For treatment of proteins with shrimp alkaline phosphatase (SAP), transfected cells were washed once in PBS and lysed in IP buffer. After separation of the soluble and insoluble fraction by centrifugation at 14,000 rpm in a tabletop centrifuge at 4°C, soluble proteins were incubated with 26 U/ml of SAP (Roche) for 45 min at 37°C. After proteins were mixed with SDS-sample buffer, they were separated on SDS–PAGE; this was followed by immunoblot analysis.
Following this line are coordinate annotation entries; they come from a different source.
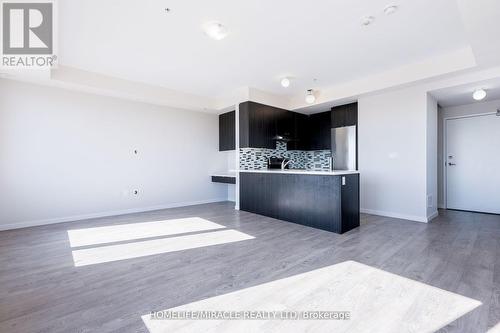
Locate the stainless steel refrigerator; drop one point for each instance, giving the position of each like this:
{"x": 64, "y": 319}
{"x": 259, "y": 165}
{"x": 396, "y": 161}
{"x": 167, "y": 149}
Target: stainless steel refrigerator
{"x": 344, "y": 148}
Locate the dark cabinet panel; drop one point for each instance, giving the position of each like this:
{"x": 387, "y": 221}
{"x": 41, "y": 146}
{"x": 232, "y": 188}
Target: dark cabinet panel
{"x": 351, "y": 114}
{"x": 227, "y": 131}
{"x": 321, "y": 202}
{"x": 345, "y": 115}
{"x": 300, "y": 139}
{"x": 320, "y": 131}
{"x": 284, "y": 122}
{"x": 258, "y": 125}
{"x": 350, "y": 202}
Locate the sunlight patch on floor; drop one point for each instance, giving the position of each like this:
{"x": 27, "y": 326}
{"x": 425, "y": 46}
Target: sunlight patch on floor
{"x": 133, "y": 231}
{"x": 378, "y": 301}
{"x": 117, "y": 252}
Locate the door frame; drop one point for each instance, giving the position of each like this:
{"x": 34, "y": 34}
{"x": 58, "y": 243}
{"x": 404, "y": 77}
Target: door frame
{"x": 445, "y": 150}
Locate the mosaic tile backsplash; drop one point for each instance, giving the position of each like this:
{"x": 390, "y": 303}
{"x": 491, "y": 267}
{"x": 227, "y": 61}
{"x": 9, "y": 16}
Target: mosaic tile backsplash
{"x": 256, "y": 158}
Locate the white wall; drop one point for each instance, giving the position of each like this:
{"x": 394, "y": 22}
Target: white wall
{"x": 393, "y": 153}
{"x": 457, "y": 111}
{"x": 432, "y": 154}
{"x": 68, "y": 155}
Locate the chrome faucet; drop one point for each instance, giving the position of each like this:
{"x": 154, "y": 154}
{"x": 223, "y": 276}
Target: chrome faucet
{"x": 284, "y": 164}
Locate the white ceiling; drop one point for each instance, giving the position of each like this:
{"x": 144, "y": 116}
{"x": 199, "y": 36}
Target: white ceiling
{"x": 462, "y": 95}
{"x": 139, "y": 41}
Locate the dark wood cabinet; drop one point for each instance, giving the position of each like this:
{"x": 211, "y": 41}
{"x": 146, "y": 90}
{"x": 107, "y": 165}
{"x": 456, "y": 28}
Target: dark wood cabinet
{"x": 324, "y": 202}
{"x": 227, "y": 131}
{"x": 260, "y": 125}
{"x": 320, "y": 131}
{"x": 345, "y": 115}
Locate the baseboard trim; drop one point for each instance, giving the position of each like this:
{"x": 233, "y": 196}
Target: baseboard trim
{"x": 77, "y": 218}
{"x": 395, "y": 215}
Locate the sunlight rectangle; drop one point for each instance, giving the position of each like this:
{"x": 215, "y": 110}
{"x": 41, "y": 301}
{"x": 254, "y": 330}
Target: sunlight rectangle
{"x": 117, "y": 252}
{"x": 132, "y": 231}
{"x": 377, "y": 301}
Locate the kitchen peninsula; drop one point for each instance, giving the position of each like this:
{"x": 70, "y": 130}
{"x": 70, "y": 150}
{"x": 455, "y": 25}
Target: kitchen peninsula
{"x": 319, "y": 199}
{"x": 306, "y": 192}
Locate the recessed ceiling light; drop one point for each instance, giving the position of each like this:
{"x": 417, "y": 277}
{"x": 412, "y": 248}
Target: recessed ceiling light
{"x": 367, "y": 20}
{"x": 310, "y": 98}
{"x": 390, "y": 9}
{"x": 285, "y": 82}
{"x": 215, "y": 30}
{"x": 479, "y": 94}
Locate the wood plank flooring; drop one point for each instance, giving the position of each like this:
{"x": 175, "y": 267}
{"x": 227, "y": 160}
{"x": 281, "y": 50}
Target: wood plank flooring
{"x": 41, "y": 290}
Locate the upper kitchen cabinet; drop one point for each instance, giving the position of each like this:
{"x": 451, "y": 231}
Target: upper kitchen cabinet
{"x": 261, "y": 125}
{"x": 320, "y": 125}
{"x": 345, "y": 115}
{"x": 300, "y": 139}
{"x": 227, "y": 131}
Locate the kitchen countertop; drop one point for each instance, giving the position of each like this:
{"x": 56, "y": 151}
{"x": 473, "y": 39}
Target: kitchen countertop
{"x": 303, "y": 172}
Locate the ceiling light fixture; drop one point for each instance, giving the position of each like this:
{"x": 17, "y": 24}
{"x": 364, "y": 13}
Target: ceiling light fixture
{"x": 285, "y": 82}
{"x": 479, "y": 94}
{"x": 310, "y": 98}
{"x": 367, "y": 20}
{"x": 390, "y": 9}
{"x": 215, "y": 30}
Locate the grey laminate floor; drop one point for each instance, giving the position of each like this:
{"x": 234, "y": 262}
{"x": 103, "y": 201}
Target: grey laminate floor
{"x": 114, "y": 276}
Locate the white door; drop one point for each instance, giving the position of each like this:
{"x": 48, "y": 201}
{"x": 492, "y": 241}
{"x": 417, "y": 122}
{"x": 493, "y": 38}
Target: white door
{"x": 473, "y": 163}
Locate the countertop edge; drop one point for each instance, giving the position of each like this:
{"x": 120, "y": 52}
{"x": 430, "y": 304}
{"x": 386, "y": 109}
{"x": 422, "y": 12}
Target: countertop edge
{"x": 301, "y": 172}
Chemical cross-linking of protein lysates from transfected Cos-1 cells was done as described previously (Lange ). Lysates from transfected Cos-1 cells containing soluble fractions of HA-tagged full-length KCTD6 or KCTD6 N-terminal BTB domain were changed from IP buffer (see Coimmunoprecipitation and GST-pulldown assays section) into PBS using Zeba Spin columns (Pierce, Rockford, IL). After addition of chemical cross-linker ethylene glycol bis(succinimido succinate); Sigma-Aldrich) to a final concentration of 1.3 mM and incubation of protein samples at 37°C for 15 min, proteins were precipitated by adding 12% trichloroacetic acid (1:1 ratio). Proteins were pelleted for 10 min at 4°C using a tabletop microcentrifuge, and the protein pellet was redissolved in SDS sample buffer and separated by SDS–PAGE; this was followed by immunoblot analysis.

Mice

Generation of obscurin knockout mice has been described previously (Lange ). All procedures involving mice were done in accordance with the Institutional Animal Care and Use Committee, NIH, and Association for Assessment and Accreditation of Laboratory Animal Care regulations under the observance and care of trained animal staff and veterinarians.